John Culbert’s bare set sets the tone for the evening, operating more on the principle of suggestion than representation.  A rickety collection of warped wood platforms with a patch of dirty, coastal sand peeking out up front suggests a slightly decrepit port town while remaining flexible enough to represent a variety of settings with the addition of telltale props.  (This loosely symbolic sense of space is one way that Newell brings the Court’s classical sensibility fruitfully to bear on musical theater.)

Music director Douglas Peck has matched the spareness of Culbert’s set with reduced orchestrations that sometimes fall away almost completely, letting the raw voices stand alone.  Together with an emphasis on less polished, more talky kinds of singing, Peck succeeds in bringing a distinctly modern sound to Carousel while still doing justice to Rodgers’s rich score.

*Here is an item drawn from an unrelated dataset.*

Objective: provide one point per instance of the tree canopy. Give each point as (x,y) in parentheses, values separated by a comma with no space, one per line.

This controlled aesthetic falls apart, though, when Newell attempts to extend it to the actors and their characterizations.  For instance, as Billy Bigelow (the boy in “boy hits girl”), Nicholas Belton tries for something between a brooding Brando and a frantic Leguizamo.  In the early scenes of the play, this jagged style succeeds in jarring us out of our tragically misguided first impressions of the character—as a smooth-talking womanizer, as a romantic lead who just needs taming, etc.  Indeed, this almost manic-depressive interpretation of Billy reveals a few stunning moments—e.g., an intimate and spontaneous rendition of “Soliloquy,” where Billy muses on his future as a father, first with joy and then with growing terror—but when Belton’s Billy veers toward borderline-psychosis, as it too often does, it seems to cheapen the complex emotions that drive this character.

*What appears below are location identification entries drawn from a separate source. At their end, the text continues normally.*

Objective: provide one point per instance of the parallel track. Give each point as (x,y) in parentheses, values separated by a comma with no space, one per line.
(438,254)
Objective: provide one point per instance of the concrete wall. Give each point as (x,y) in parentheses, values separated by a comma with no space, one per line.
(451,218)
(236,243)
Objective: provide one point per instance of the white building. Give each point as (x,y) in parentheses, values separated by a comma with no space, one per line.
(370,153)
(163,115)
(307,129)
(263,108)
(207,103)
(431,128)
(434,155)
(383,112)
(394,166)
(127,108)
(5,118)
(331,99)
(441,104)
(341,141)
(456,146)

Johanna McKenzie Miller, as Billy’s belle Julie Jordan, does a better job of balancing a fresh style with a well-worn script.  Her Julie Jordan starts as an enigmatic character, disarmingly blunt in her pursuit of Billy, yet with a deeply private—almost shy—demeanor.  As the plot progresses and as Julie Jordan’s troubles mount, Miller’s performance grows simpler and more direct.

The freshest performance, however, comes from Jessie Mueller as Julie’s friend Carrie Pipperidge.  Her vocal style ranges from a rough-and-ready speaking on pitch to beautiful melodic lines—and everything in between.  It is compelling, direct, and a faithful extension of Rodgers and Hammerstein’s desire to meld script and score into one seamless dramatic unit.  She also manages to make Carrie’s irrational love for the eccentric Enoch Snow (whose most memorable line must surely be “I’m gonna get rich on sardines!”) not only believable but downright touching: no easy task.

Newell’s grittier take on the show hits a brick wall, though, when it reaches Carousel‘s perennially clunky final 20 minutes.  The melodrama of Billy’s death scene clashes with the rest of the production, Culbert’s set fails to capture anything awe-inspiring about the afterlife, and Peck’s orchestrations start to sound downright thin during the rousing finale.  It’s then that you realize how much Newell and his solid cast of singer-actors have been cutting against the grain of this play.